Eating Mud Crabs in Kandahar

Eating Mud Crabs in Kandahar: Stories of Food during Wartime by the World's Leading Correspondents, Matt McAllester (Ed), University of California Press, $29.95.

War correspondents face dangers most journalists will never encounter. Wearing flak jackets, avoiding injury or death while still getting to the heart of the action, and often living in some very barren conditions, these reporters willingly submit themselves to some of the roughest work conditions in the media business. But we all know about that, and expect it from them. What’s often less thought about is how they go about the basics of life; food for example. This series of short stories collected and edited by Matt McAllester presents a fun and interesting view on the experiences of down-to-earth journalists obtaining food during wartime.

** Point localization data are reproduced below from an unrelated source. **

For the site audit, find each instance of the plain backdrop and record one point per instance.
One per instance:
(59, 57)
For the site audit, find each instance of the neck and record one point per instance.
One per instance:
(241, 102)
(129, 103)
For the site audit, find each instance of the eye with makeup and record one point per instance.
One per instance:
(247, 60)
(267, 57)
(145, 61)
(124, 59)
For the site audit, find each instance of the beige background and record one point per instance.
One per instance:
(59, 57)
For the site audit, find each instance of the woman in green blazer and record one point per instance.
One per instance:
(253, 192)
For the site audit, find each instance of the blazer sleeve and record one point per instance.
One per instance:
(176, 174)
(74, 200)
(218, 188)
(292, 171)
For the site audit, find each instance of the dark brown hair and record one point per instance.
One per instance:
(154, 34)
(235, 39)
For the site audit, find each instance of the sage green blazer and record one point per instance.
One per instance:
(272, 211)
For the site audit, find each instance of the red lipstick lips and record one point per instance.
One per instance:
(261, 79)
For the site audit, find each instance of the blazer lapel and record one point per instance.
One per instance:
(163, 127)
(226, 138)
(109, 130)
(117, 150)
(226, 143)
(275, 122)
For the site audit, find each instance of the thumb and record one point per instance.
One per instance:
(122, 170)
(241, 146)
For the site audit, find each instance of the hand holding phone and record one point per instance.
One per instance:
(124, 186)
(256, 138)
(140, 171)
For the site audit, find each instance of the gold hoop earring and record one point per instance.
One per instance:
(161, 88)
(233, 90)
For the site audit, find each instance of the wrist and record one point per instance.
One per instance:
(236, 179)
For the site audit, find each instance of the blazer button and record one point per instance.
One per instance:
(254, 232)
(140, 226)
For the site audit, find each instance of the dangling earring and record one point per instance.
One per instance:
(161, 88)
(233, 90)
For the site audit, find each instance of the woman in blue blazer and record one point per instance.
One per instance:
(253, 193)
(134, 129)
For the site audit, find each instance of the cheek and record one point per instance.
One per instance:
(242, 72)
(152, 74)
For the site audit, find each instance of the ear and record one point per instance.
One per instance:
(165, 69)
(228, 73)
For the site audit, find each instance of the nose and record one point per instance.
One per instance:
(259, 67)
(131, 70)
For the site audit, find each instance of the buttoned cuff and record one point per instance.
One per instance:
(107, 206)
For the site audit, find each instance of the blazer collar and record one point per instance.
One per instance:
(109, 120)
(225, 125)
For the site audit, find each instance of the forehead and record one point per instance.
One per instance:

Despite being put up in one of the best hotels in Sarajevo at the time, Janine Di Giovanni describes her meals at the Holiday Inn as “simply something grainy and salty.” Scott Anderson talks about the training he went through in order to infiltrate the IRA (spoiler: he drank his way in). But not all suffer during wartime; Barbara Demick describes Kim Jong Il as someone with the attitude deficiencies of a foodie rivaling even the most spoilt New York hipster: “his palate was so sensitive that he could detect if the kitchen added a few grams too much sugar to the sushi rice.” The writing style of the articles makes light of the often inhuman conditions endured by the correspondents, and the differences of perception based on the authors’ nationalities bring some delightful variety to the stories. McAllester describes their essence: “food can be a rare source of comfort on the road.”